Begegnungen mit Aktivistinnen aus Belarus, Ukraine und Kosovo in einer Reihe zu Abrüstung, Demilitarisierung und genuiner Sicherheit von „Peacewomen across the globe“ in Bern – im September 2023.

“Usual women in unusual times“ – über ver-rücktes Frauenleben im Konflikt!

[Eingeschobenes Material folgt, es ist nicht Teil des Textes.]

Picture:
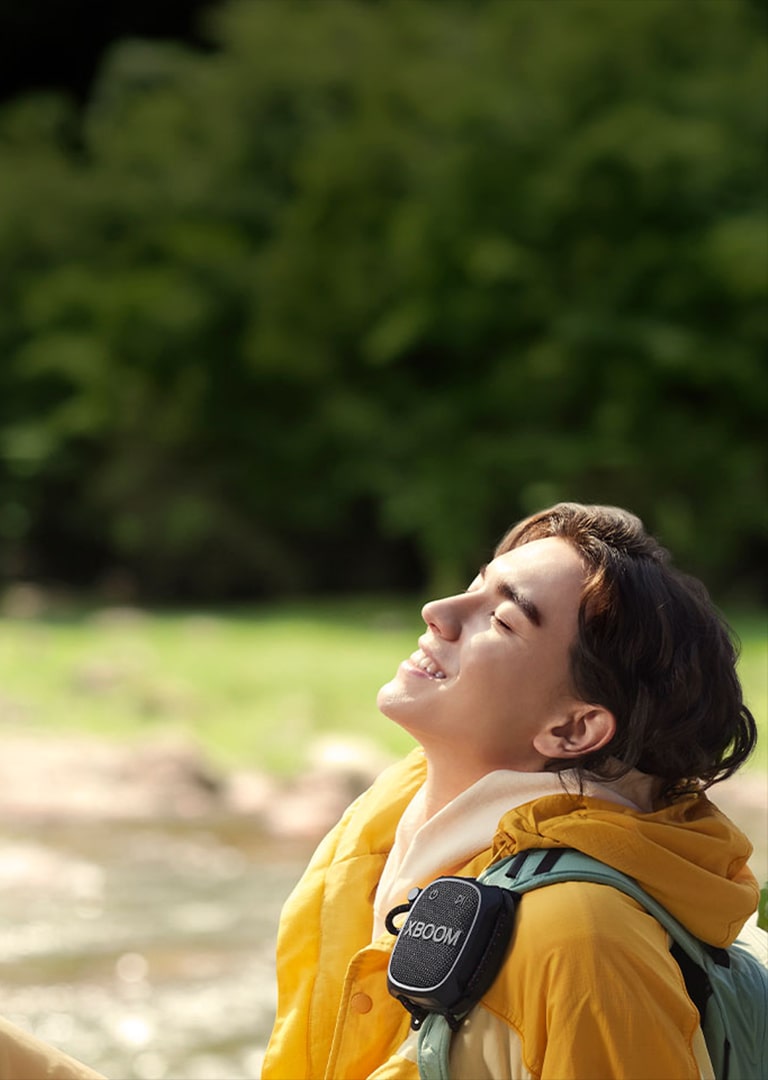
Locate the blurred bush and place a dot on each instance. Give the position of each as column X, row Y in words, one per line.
column 333, row 302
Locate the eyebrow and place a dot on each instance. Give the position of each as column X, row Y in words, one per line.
column 520, row 599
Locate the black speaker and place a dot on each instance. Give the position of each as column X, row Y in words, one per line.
column 450, row 946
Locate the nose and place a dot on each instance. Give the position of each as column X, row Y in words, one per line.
column 443, row 618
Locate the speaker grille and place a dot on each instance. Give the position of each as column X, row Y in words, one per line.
column 434, row 934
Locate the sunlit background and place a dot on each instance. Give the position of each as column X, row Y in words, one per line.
column 304, row 304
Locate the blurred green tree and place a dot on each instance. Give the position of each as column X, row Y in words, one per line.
column 389, row 269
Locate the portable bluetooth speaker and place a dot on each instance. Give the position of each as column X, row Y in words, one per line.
column 450, row 946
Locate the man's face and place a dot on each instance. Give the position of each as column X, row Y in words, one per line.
column 493, row 669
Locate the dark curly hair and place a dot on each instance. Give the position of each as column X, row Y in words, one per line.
column 652, row 648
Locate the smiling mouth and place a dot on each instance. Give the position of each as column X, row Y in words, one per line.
column 426, row 664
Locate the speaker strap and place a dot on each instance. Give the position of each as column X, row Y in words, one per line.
column 434, row 1048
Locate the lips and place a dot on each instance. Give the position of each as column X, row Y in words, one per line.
column 427, row 664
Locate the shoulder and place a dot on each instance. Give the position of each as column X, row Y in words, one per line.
column 580, row 937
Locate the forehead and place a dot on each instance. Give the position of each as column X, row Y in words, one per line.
column 550, row 566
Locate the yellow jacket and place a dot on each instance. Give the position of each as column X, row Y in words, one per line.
column 589, row 989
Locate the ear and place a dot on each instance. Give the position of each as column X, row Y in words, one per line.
column 583, row 730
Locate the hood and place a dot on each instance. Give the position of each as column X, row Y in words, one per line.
column 689, row 856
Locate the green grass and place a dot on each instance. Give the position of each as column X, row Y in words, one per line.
column 252, row 687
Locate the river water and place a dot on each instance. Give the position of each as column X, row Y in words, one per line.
column 145, row 949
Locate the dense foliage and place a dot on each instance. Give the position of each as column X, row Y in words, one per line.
column 333, row 302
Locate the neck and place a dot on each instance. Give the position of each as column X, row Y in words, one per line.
column 449, row 772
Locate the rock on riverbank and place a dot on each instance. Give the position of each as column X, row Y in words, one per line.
column 56, row 778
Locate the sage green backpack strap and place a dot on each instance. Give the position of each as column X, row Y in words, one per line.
column 433, row 1048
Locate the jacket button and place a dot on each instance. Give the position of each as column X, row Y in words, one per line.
column 361, row 1003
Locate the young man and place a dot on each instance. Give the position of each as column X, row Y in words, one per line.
column 580, row 693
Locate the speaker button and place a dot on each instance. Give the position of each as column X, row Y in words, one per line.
column 361, row 1003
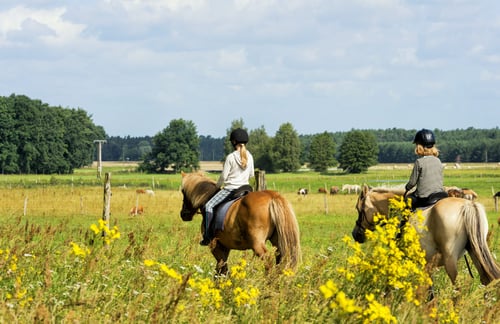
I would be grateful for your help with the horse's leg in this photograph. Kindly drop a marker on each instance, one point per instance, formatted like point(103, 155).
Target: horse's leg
point(450, 265)
point(274, 242)
point(221, 254)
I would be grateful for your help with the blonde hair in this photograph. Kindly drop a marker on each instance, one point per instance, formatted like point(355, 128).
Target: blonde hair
point(426, 151)
point(243, 155)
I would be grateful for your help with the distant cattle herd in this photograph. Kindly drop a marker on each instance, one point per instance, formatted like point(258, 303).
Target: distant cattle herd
point(355, 189)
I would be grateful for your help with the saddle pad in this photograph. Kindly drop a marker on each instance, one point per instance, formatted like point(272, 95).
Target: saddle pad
point(220, 214)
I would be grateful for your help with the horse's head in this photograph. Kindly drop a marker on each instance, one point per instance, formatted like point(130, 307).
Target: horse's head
point(371, 201)
point(196, 190)
point(366, 211)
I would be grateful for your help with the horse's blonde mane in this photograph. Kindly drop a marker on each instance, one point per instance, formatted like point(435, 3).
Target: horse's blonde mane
point(198, 188)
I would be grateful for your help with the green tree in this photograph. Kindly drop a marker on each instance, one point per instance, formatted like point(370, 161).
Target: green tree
point(322, 152)
point(177, 146)
point(260, 146)
point(358, 151)
point(286, 149)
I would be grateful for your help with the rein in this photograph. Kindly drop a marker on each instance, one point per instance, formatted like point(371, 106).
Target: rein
point(359, 221)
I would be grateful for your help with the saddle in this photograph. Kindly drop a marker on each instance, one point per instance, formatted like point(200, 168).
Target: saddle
point(423, 203)
point(221, 209)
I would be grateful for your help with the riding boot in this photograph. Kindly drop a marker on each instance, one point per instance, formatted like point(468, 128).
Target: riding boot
point(206, 233)
point(401, 226)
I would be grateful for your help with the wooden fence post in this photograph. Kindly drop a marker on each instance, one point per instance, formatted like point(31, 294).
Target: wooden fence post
point(107, 200)
point(260, 180)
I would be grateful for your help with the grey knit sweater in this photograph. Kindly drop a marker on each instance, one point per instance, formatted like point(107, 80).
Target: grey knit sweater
point(427, 175)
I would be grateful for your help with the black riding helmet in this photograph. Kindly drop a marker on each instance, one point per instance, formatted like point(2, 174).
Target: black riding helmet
point(238, 136)
point(425, 137)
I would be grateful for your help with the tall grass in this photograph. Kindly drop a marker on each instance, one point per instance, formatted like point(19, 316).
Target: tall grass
point(55, 267)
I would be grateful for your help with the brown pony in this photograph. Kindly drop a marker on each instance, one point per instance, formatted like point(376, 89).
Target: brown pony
point(249, 223)
point(454, 225)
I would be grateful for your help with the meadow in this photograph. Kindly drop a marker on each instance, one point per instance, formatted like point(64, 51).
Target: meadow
point(56, 266)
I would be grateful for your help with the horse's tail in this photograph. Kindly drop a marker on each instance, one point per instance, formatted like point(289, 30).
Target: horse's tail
point(287, 229)
point(476, 226)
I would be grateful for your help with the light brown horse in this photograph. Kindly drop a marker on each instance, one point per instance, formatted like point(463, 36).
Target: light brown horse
point(454, 225)
point(250, 222)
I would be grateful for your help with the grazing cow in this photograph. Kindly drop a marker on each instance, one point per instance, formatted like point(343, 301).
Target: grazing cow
point(302, 191)
point(349, 188)
point(334, 190)
point(136, 210)
point(469, 194)
point(461, 193)
point(455, 192)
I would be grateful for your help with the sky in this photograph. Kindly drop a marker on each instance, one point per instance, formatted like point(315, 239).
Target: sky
point(320, 65)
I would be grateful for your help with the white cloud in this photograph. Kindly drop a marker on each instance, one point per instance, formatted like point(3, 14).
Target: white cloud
point(14, 20)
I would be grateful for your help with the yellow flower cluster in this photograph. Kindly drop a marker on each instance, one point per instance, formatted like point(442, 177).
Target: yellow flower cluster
point(79, 251)
point(109, 234)
point(384, 265)
point(246, 297)
point(9, 262)
point(445, 314)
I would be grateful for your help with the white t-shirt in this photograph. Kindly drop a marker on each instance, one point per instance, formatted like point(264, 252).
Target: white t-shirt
point(233, 175)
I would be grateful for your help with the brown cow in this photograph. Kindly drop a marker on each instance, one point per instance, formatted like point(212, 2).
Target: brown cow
point(136, 210)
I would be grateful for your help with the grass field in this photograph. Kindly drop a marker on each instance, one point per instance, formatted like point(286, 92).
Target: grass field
point(55, 268)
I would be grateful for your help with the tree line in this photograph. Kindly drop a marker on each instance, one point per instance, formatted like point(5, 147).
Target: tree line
point(38, 138)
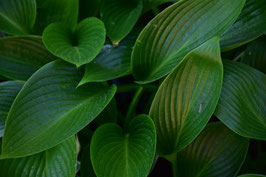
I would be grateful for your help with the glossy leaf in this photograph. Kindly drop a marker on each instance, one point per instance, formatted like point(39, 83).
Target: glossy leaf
point(255, 54)
point(187, 98)
point(8, 92)
point(176, 31)
point(78, 47)
point(20, 57)
point(250, 24)
point(119, 17)
point(50, 109)
point(17, 16)
point(51, 11)
point(216, 152)
point(242, 103)
point(128, 153)
point(58, 161)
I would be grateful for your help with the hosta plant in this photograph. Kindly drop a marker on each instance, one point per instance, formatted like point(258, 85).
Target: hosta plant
point(115, 88)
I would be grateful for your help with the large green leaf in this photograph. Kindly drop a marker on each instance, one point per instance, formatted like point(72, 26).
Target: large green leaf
point(119, 17)
point(216, 152)
point(8, 92)
point(128, 153)
point(79, 46)
point(17, 16)
point(250, 24)
point(20, 57)
point(255, 54)
point(50, 11)
point(242, 103)
point(187, 98)
point(50, 108)
point(176, 31)
point(59, 161)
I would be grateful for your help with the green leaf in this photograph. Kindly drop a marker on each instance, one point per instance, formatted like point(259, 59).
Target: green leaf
point(176, 31)
point(8, 92)
point(58, 161)
point(242, 103)
point(50, 108)
point(250, 24)
point(119, 17)
point(187, 98)
point(78, 47)
point(216, 152)
point(20, 57)
point(127, 153)
point(51, 11)
point(255, 54)
point(17, 16)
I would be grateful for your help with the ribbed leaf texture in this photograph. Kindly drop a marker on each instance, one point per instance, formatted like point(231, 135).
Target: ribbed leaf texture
point(242, 103)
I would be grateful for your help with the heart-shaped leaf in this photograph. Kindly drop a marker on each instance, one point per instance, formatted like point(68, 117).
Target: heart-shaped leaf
point(242, 103)
point(187, 98)
point(50, 108)
point(176, 31)
point(79, 46)
point(128, 153)
point(8, 92)
point(255, 54)
point(17, 17)
point(119, 17)
point(20, 57)
point(58, 161)
point(216, 152)
point(51, 11)
point(250, 24)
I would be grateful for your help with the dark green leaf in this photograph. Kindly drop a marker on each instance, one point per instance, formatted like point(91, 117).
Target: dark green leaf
point(250, 24)
point(50, 109)
point(20, 57)
point(119, 17)
point(129, 153)
point(8, 92)
point(216, 152)
point(187, 98)
point(59, 161)
point(176, 31)
point(242, 103)
point(17, 16)
point(78, 47)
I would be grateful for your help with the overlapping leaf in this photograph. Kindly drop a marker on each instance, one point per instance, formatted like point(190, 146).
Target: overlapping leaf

Gewalt und Krieg beschäftigen uns alle – so unterschiedlich wir sind, so nah und weit wir persönlich von einem Angriff auf unsere körperliche und seelische Integrität entfernt sind, wo und wie wir auch leben. Krieg geht immer unter die Haut – für die Einen in der direkten Konfrontation mit Kriegsverbrechen, Übergriffen, Trennung und Verlust, Not, Flucht und Exil. Aber auch dann, wenn waffengestützte Sicherheitsarchitektur (wieder) zur neuen Norm wird und pazifistische Haltungen und Überzeugungen diskreditiert werden („Verhandeln statt Schießen“-Pazifist*innen werden zu „gefallenen Engel aus der Hölle“- lt. Kanzler Scholz). Wenn friedensbewegte Aktivist*innen ob ihrer Unterstützung von Wehrdienstverweigerern und Dissident*innen, oder weil sie insistieren von „Frieden“ zu sprechen in reale Gefahr kommen, wie Frauen aus der Ukraine, Belarus, Georgien, dann werden eklatant Grundrechte verletzt und damit Stimmung gemacht.

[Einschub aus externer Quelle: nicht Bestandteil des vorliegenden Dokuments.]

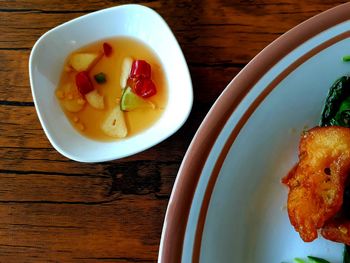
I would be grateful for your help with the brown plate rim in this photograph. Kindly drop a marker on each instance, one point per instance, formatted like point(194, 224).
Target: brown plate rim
point(179, 206)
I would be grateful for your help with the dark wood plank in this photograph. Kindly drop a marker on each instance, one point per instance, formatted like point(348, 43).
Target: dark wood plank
point(115, 231)
point(209, 32)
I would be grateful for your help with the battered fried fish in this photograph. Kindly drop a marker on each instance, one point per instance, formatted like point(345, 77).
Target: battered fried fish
point(317, 182)
point(337, 229)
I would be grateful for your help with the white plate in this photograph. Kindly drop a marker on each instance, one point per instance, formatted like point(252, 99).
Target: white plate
point(228, 203)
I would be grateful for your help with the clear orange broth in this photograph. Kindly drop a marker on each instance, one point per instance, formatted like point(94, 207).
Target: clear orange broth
point(90, 118)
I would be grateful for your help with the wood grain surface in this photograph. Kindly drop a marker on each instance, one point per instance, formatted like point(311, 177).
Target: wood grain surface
point(56, 210)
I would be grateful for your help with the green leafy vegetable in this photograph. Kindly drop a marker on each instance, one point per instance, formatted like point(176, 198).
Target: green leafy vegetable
point(346, 58)
point(100, 78)
point(336, 110)
point(317, 260)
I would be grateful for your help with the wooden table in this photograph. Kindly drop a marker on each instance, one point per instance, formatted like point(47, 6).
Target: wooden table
point(56, 210)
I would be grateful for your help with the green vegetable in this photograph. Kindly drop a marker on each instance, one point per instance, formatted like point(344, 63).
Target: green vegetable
point(346, 58)
point(336, 110)
point(346, 254)
point(317, 260)
point(100, 78)
point(299, 260)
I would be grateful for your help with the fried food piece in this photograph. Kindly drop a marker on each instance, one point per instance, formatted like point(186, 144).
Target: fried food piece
point(317, 182)
point(337, 230)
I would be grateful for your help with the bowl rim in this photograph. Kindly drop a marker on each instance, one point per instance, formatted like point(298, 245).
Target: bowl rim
point(177, 214)
point(43, 123)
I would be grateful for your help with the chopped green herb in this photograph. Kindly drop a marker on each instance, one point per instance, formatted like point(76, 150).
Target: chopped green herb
point(346, 58)
point(100, 78)
point(299, 260)
point(317, 260)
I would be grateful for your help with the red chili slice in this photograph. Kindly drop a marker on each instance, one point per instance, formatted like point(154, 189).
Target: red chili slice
point(107, 49)
point(83, 82)
point(145, 88)
point(140, 69)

Im offenen Austausch mit Frauen aus Belarus, Ukraine und Kosovo waren sich die Teilnehmerinnen des Symposiums uns einig, dass die medial gestützte Dominanz geostrategischer Feldanalysen der Politiker*innen und Think Tanks boomende patriarchale Machtpolitik (auch unter Bezug auf feministische Außenpolitik) untermauert und die allgemeine Orientierungs- und Ratlosigkeit angesichts der scheinbaren Unausweichlichkeit der Gewaltexzesse wachsen lässt. Solange die gesellschaftliche Stimmung kippt und Krieg von einer Mehrheit getragen wird, sind Waffenstillstand und friedliche Entwicklungen nicht absehbar, das Konzept von Frieden wird zur Legitimierung von Aufrüstungsentscheidungen instrumentalisiert, die Wehrbereitschaft verselbständigt sich – leider nichts Neues in Kriegszeiten.

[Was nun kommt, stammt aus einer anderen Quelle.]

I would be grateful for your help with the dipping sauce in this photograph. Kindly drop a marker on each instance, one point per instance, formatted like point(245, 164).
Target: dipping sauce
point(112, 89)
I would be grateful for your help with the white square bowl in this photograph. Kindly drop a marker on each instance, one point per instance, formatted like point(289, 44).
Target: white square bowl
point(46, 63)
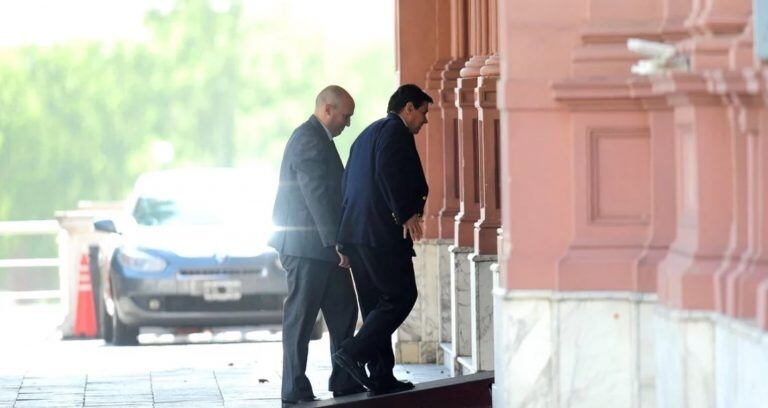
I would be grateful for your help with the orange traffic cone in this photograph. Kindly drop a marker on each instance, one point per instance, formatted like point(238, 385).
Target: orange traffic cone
point(85, 320)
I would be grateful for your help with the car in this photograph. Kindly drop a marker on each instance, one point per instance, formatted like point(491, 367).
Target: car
point(192, 252)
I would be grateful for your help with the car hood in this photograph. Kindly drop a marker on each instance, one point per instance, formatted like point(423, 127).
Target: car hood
point(200, 241)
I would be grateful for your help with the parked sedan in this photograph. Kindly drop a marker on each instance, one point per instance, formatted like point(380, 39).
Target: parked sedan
point(193, 252)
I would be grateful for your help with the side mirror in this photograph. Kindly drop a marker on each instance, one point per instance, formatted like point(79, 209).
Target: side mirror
point(105, 226)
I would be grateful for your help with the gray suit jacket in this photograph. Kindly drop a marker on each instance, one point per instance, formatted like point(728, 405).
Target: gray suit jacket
point(308, 204)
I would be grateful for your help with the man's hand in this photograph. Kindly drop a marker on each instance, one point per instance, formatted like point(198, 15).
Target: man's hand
point(343, 260)
point(413, 227)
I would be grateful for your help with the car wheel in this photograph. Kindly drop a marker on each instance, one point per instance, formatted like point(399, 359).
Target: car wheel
point(317, 330)
point(106, 326)
point(123, 334)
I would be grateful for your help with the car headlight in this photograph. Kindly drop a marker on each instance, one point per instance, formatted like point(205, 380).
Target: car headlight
point(141, 261)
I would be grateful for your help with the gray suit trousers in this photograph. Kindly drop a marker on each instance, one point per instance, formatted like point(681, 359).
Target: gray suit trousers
point(315, 285)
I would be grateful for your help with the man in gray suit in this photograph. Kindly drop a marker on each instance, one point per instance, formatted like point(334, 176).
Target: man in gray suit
point(307, 213)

Feministische Ansätze zu Konfliktregelungen, die die Menschen und ihre grundlegenden Bedürfnisse in den Mittelpunkt stellen, werden an den Rand gedrängt und der spezifische Bezug der Frauen-Friedens-Sicherheitsagenda und ihrer NAPs zu Abrüstung ausgehöhlt. Es ist mehrfach widerlegt, dass mehr Waffen im Umlauf die Sicherheit für die Menschen/die Zivilbevölkerung verstärken und zum Schutz vulnerabler Gruppen beitragen. Olga K. in der Veranstaltung: „Immer mehr Waffen werden geliefert, dennoch fühlen wir uns alle zunehmend unsicher!“

Wir erleben im Alltag, wie sich Geldströme und Investitionen ohne allzu große Gegenwehr dramatisch verschieben: Gelder fehlen überall für sozial- und gesundheitspolitische Aufgaben, für Bildung, menschenwürdige Asylpolitik, Kultur, Entwicklungspolitik und Klimaschutz. Währenddessen fahren Rüstungskonzerne und Überwachungstechnologiefirmen astronomische Profite ein. Das erschüttert die Grundfesten jeder Gesellschaft nach innen und zerstört Vertrauen in zukunftsorientierte Handlungsfähigkeit der Politiker*innen. Schlimmer, es spielt der extremen Rechten in die Hände, fördert „nationale Sicherheitsstrategien“ gegenüber Multilateralismus und schottet Außengrenzen ab, statt Flucht und Asyl unter menschenrechtlichen Gesichtspunkten neu zu verhandeln. Die Rückwirkung auf eine Brutalisierung und Gewaltbereitschaft der Gesellschaft als Ganzes, ist offensichtlich und brandgefährlich. Dazu nur ein Zitat: „sobald die Befindlichkeit, durch Migration bedroht zu werden, in die psychische Innenausstattung vordringt, lässt sich das Leid derer, die entlang der Migrationsrouten umkommen, leichter verdrängen oder verarbeiten“ (aus „Hinter Mauern“, Volker Heins und Frank Wolff, S.99ff).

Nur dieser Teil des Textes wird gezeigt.